Searching out the unusual or off the regular trail is one of the joys of having this column with DCMetroTheaterArts. Recently I attended the unveiling of the 29th volume of the Northern Virginia Review held at the Annandale, Virginia campus of Northern Virginia Community College.
The Northern Virginia Review is an annual publication of essays, fine art, photography, poetry, and short stories produced by the Northern Virginia Community College with submissions by residents of the greater Washington metropolitan areas.
Adam Chiles, editor-in-chief, Northern Virginia Review set the stage for what was a lovely, lively event held on March 26th. It included readings of prose and poetry and viewing of visual arts. There was also a vivid presentation by author Justin Martin from his new book Rebel Souls, Walt Whitman and America’s First Bohemians.
For those who interest in a lively read, Rebel Souls, is that and more. I certainly have always wondered about Whitman’s inspirations for the landmark Leaves of Grass. And for those who clamber to “feel” from Whitman to the Beat poets such as Allen Ginsberg, Lawrence Ferlinghetti, and those of that time and place in America, it is a read that may well bring back a sly, quiet smile of recognition and reminiscence from your own youthful life in the 1960’s.
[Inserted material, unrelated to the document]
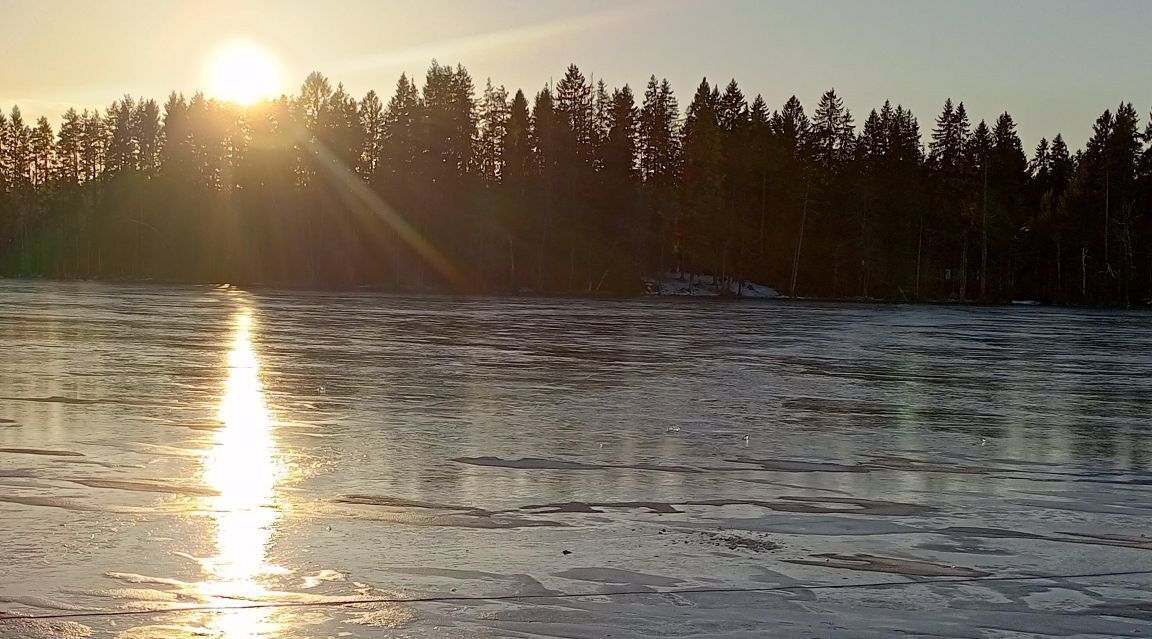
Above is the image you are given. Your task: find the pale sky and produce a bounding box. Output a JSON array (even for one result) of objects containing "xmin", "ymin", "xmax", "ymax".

The event also had awards presented by Chiles, on behalf of the Northern Virginia Review for:
Poetry to Carina Yun for her works, “On the Anniversary of Your Disappearance” and “Of Soy” that were noted for their “lyric power” and imagery.
Prose to Dorothy Graff-Kondal for “When Calvin Didn’t Come Home” that “portrays a mother’s attempts to navigate her grief after the disappearance of one son, and the death of another,” and Willa Friedman for Best Art Submission for her photograph titled “Street Art.”
I had the chance to speak with Friedman and asked about the inspiration for her photograph. “This image was a happy accident. I saw the mural on the wall and tried to photograph it, but there was a car in the way. Then I saw the reflection of the mural on the car and that interested me even more”. said Friedman.
“I am thrilled that my view of the world is appreciated by others. I enjoy just wandering the city and photographing what I see, but I don’t think about how others will view my images”. added Friedman who is from Springfield, Virginia and a member of the Northern Virginia Photographic Society. She also noted that her photographs have been displayed at Tysons 1st Stage Theatre. The theater regularly displays art during runs of main stage productions.
All-in-all it was an afternoon spent as a flaneur in the local area, enjoying an early spring outing.